Recently I’ve discovered some more great examples of online marketing (agile and not-so-agile) throughout Oreo’s social channels. Each one displaying a strong presence and a keen idea of what its followers expect from the brand. Let’s take a look at each one in turn…
Truly the home of Oreo’s agile marketing strategy. Twitter is a channel where you can respond to a trend in seconds and Oreo certainly takes this proposition and runs with it.
Check out its Oreo modified PS4 controller that piggybacks off the launch of Sony’s latest console.
Which then prompted Xbox’s jealous response, with its own modified controller for the Xbox One.
Of course it’s generally hilarious for users to watch brands interact with each other, and still remains a novel experience. However it’s the personal engagement that increases Oreo’s followers and brand loyalty.
I also admire a brand that doesn’t take itself to seriously.
“Oreo. We Don’t Know What it Means Either.” #RejectedTagLines
— Oreo Cookie (@Oreo) September 30, 2013
This strategy has amassed Oreo 217,052 Twitter followers.
Oreo has a blast on Instagram. It knows exactly what makes its channel attractive for a user to follow. Interesting images full of delicious looking food with creative flair and sense of humour by the bucket-load.

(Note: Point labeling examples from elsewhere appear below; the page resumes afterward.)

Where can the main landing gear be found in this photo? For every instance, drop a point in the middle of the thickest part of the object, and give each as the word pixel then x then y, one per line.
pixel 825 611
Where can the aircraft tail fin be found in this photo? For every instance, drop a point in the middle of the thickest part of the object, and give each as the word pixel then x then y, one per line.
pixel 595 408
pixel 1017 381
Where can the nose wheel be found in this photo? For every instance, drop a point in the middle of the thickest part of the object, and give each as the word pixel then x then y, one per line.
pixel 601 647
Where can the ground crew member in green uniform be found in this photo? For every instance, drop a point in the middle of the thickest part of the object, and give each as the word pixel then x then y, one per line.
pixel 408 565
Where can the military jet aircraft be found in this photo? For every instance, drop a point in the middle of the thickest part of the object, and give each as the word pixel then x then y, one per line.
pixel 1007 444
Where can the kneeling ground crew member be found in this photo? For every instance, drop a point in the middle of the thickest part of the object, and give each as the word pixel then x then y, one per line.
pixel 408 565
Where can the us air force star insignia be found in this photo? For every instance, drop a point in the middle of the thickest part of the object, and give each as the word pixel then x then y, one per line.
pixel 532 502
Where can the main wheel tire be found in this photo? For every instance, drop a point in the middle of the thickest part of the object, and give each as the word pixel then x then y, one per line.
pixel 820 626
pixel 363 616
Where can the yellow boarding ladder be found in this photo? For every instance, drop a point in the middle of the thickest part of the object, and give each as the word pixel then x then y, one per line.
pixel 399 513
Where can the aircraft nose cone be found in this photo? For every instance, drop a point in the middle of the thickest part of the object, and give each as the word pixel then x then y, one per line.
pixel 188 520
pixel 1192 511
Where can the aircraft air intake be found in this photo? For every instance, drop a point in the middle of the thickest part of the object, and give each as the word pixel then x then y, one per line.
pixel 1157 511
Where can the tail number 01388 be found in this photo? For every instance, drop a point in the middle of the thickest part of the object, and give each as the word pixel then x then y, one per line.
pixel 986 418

The little cookie may have looked the same for 100 years, but the secret to Oreo’s marketing success is using the cookie itself as a blank canvas. A highly adaptable, moldable foodstuff that the brand aren’t afraid to mess with.
From recipe ideas, to slightly more bizarre recipe ideas, to old school adverts from the vaults, Oreo is great entertainment. There’s also a lot of inventive playing around with perspective.
This policy of not taking itself too seriously and having a set rhythm of uploading a couple of Instagrams a week has led to 107,997 followers.
Oreo has also begun using Instagram’s video functionality.
This particularly appeals to the 18 year-old student left dormant inside me.
Facebook is home to Oreo’s 34m followers, receiving daily updates from the cookie brand.
Oreo’s biggest success has been its ‘Daily Twist’ campaign. For Oreo’s 100th birthday, every morning for 100 successive days in 2012, Oreo published a brand new picture to celebrate a specific milestone of the day.
This campaign won Oreo two Cyber Grand Prix awards at 2013’s Cannes International Festival of Creativity and led to 433m Facebook views, a 280% increase in shares and created 231m media impressions overall.
Oreo has only a modest following of 4,212 followers on Pinterest and although most of the images have been shared through its other social channels, Oreo has used the curative appeal of Pinterest to collect all of its campaigns together in one area.
This is the perfect place to check out previous campaigns like ‘Daily Twist’ in all of its epic glory.
It’s also a great way for Oreo to acknowledge the brand’s loyal followers by showcasing their pictures and creativity.
Finally, Oreo is clearly having a ball on Vine too. Taking advantage of every holiday and major calendar event with a well-timed and often hilarious six second blast of ingenuity.
This is Oreo’s Halloween based homage to The Shining.
Oreo also has a series of Vines called #OreoSnackHacks. These are tiny little videos that displays the versatility of the cookie in ever increasingly bizarre recipes.
This is a particularly amusing prod at the belly of Taco Bell.